Torbjorn Akerfeldt, realmente é sueco e publicou alguns artigos científicos. Ao digitar seu nome na pubmed, foram listados nove artigos, sendo o primeiro deles em 2003. Suas publicações em periódicos científicos, em nenhum momento tratam da oxidação de gorduras ou aeróbio em jejum. A linha de pesquisa dele é processo inflamatório e proteína-C reativa.
A utilização de apenas um artigo científico para justificar qualquer prática que seja pode ser classificado como pobreza de evidências. Imagina quando esse artigo é de uma revista comum (tipo Boa Forma), que não existe mais e ainda por cima orienta as pessoas a realização de uma atividade que não surte os efeitos desejados.
Outras pessoas utilizam como referencia pesquisas realizadas em mulçumanos durante o jejum do Ramadã. Porém vale lembrar que durante o Ramadã, mês sagrado para os mulçumanos, o ato de jejuar ocorre do nascer ao por do sol, caracterizando um jejum intermitente, com possível supercompensação de carboidratos. Sem contar que os próprios pesquisadores alertam para o fato da amostra já estar familiarizada com essa prática desde a infância, podendo ter desenvolvido uma adaptação específica, o que se torna uma séria limitação dos estudos com essa população (Trabelsi et al. 2012).
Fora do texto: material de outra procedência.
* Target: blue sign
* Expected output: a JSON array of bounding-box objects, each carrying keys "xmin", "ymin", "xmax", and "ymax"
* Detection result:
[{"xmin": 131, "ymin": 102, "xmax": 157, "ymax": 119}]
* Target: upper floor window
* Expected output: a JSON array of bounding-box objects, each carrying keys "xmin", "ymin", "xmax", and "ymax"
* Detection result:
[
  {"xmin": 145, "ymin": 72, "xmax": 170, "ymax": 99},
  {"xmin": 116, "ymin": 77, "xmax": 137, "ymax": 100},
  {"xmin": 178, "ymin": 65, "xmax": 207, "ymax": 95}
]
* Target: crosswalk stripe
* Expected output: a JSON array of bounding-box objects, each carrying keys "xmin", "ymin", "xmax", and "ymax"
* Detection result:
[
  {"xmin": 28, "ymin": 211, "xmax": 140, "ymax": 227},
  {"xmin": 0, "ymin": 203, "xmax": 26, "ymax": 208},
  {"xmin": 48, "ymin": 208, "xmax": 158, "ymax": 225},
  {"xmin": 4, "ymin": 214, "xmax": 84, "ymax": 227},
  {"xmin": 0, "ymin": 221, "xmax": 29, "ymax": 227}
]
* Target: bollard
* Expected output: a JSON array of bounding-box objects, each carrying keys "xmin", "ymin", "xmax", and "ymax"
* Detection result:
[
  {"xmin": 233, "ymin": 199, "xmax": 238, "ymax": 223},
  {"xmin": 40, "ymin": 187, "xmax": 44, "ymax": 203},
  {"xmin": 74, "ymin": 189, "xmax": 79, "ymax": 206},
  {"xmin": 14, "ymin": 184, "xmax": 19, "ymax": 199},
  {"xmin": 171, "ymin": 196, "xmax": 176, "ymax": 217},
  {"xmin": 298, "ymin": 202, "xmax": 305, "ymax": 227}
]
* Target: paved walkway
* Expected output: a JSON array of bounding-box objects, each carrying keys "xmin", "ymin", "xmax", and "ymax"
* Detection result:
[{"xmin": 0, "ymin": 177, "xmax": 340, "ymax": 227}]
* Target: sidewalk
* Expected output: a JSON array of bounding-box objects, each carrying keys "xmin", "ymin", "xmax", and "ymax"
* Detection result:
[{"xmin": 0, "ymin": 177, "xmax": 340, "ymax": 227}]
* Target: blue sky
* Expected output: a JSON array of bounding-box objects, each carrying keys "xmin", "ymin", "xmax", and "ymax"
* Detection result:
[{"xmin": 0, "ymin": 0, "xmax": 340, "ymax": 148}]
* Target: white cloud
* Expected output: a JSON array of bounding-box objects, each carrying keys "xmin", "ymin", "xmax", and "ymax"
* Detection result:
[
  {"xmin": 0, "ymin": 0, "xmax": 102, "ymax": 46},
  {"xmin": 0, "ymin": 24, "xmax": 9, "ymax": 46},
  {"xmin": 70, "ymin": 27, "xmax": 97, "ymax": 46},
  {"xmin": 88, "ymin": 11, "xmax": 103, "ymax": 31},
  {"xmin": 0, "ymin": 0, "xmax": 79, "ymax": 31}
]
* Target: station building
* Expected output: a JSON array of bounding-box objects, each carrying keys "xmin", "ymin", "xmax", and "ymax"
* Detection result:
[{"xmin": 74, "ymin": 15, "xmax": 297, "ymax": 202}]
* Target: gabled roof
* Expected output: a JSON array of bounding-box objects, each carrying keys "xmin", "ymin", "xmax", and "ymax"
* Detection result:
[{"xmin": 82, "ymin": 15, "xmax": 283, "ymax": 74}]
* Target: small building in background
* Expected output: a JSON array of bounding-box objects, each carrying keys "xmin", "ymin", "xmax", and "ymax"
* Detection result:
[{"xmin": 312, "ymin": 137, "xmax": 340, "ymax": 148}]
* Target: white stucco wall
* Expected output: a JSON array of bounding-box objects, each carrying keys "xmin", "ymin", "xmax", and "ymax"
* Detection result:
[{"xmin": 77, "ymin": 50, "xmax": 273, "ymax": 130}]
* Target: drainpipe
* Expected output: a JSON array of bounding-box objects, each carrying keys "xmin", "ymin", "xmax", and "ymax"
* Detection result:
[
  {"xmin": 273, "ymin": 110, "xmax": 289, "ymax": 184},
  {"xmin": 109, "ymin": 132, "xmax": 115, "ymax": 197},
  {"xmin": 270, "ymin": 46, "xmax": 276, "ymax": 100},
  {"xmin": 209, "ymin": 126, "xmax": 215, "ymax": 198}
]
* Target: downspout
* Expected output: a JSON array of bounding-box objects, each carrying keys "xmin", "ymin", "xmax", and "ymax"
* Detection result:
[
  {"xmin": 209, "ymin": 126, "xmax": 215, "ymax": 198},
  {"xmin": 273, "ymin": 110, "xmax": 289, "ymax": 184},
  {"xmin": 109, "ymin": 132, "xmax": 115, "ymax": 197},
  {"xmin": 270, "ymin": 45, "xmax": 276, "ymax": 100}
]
Por mais que as pessoas não levem em consideração o que os artigos ora apresentados concluem, podemos hipoteticamente supor que a Abordagem Metabólica é valida e contabilizar a quantidade de gorduras oxidadas durante o AEJ. Num cenário bastante otimista a perda de gorduras será ínfima. Algo em torno de 12 gramas para uma pessoa com 70kg se exercitando a 60% da FC (Calles-Escandon et al, 1991).
Portanto, podemos concluir que a prática do AEJ não tem apoio em artigos científicos e está presa ao paradigma de que para emagrecer é preciso oxidar gorduras durante o exercício (abordagem metabólica). Na realidade, estratégias para emagrecimento, devem envolver treinamento de força com exercícios resistidos associados a protocolos de treinamento intervalado de alta intensidade (HIIT), que estimulam a elevação da Taxa Metabólica de Repouso e mantém a oxidação de gorduras elevada, mesmo horas após sua execução (Hunter et al., 2000)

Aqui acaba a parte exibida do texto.